To be young and carefree, they say. But nothing comes close to understanding financial literacy at an earlier age because it helps develop healthy lifelong financial habits. Making smart money moves as a young professional will benefit you significantly as you navigate financial freedom and wealth creation.
Ester Ochse, Product Head at FNB Integrated Advice, says, “The reality is that a lot of young people tend to easily give in to instant gratification and living in the now when it comes to managing their monthly salaries and finances. This derails them from making sound financial decisions as they continue to grow in their careers. As we commemorate Youth Month, we urge our young professionals to have solid financial goals – be it for the short or long-term. It is important that they take a few steps when it comes to making any simple or complex financial planning decisions.”

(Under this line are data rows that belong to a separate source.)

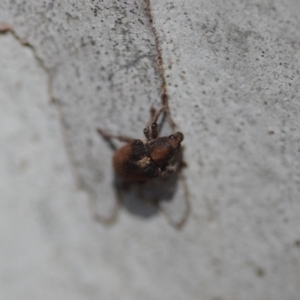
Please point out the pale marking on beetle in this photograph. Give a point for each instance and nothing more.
(145, 161)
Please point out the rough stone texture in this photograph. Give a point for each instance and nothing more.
(232, 75)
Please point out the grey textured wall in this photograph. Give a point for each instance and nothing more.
(230, 72)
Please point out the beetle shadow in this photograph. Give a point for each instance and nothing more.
(169, 196)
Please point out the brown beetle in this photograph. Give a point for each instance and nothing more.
(140, 160)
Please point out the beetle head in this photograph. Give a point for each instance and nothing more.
(162, 149)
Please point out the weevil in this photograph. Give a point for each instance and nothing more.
(146, 161)
(141, 160)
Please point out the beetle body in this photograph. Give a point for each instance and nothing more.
(139, 160)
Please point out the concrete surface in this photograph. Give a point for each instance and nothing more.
(231, 71)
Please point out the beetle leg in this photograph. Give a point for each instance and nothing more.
(168, 170)
(107, 135)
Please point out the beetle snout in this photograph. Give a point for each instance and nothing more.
(179, 136)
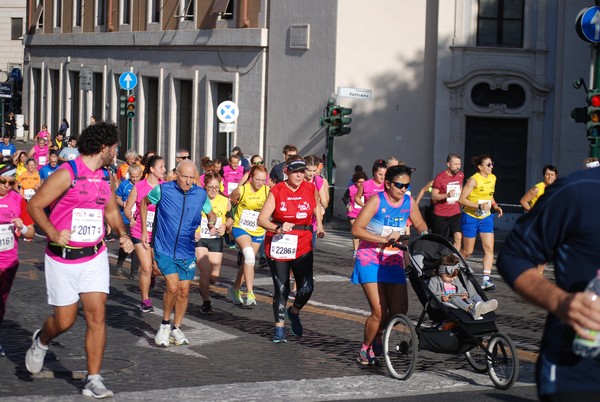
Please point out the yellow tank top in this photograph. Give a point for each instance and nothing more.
(541, 186)
(219, 205)
(483, 191)
(249, 205)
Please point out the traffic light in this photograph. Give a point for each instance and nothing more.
(122, 104)
(339, 120)
(130, 106)
(593, 113)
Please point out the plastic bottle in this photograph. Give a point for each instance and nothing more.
(585, 347)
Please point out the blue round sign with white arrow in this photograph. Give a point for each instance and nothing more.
(128, 80)
(588, 24)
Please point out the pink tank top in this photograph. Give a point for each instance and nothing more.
(371, 188)
(41, 155)
(81, 209)
(143, 188)
(231, 178)
(10, 208)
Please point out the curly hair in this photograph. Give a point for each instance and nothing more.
(94, 137)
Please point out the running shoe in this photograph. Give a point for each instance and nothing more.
(235, 295)
(250, 299)
(488, 285)
(34, 359)
(279, 335)
(206, 308)
(95, 387)
(163, 334)
(295, 322)
(177, 337)
(146, 306)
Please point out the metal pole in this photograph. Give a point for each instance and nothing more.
(329, 143)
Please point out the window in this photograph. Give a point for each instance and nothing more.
(153, 11)
(77, 13)
(126, 12)
(500, 23)
(100, 13)
(16, 28)
(187, 10)
(57, 13)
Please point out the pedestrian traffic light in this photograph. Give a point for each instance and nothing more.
(122, 104)
(339, 120)
(593, 113)
(131, 106)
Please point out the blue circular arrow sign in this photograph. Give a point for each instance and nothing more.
(588, 24)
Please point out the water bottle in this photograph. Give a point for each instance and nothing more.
(585, 347)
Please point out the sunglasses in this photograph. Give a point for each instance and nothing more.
(400, 186)
(7, 181)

Ochse shares six smart money moves that young professionals can consider when managing their finances.
Six smart money moves to make today
First smart money move
Budget and allocate your finances correctly. Prioritise your accommodation, monthly groceries, transport, data costs, saving, investing, and having the right insurance. Don’t prioritise eating out and partying all the time.
Second smart money move
As much as the first thing that you want to do is buy a fancy car, don’t jump into buying it as a young professional. Rather try to build up a small nest egg while you build a credit score and cultivate the discipline of managing your money effectively. If you really do need to buy a car, rather be conservative about how much you can afford and remember to include all the other costs, such as insurance, fuel, and maintenance.
Third smart money move
It is important to decipher between needs and wants. Separate your necessary and unnecessary credit.
Fourth smart money move
Build a good credit score. Make sure you take a credit limit that you need and can afford. This also comes with being responsible and disciplined, as it will help with a better home loan rate and vehicle finance rate. Also, avoid missing any debit orders, as this will impact your credit score and long-term wealth creation.
Fifth smart money move
Start building on your emergency fund – work towards one but ideally three months’ worth of income. This will buffer you from unforeseen expenses in future.
Sixth smart money move
Put away a little towards your long-term goals, whether buying a home, furthering studies or even retirement. With time on your side, you can truly leverage compound interest and the compounding effect.
“The money decisions we make when we are young set the tone for how we will manage our finances in future. As a young professional, be very intentional about the small or big financial decisions you make as they are crucial in helping you succeed in pursuing the best opportunities that life has to offer,” Ochse concludes.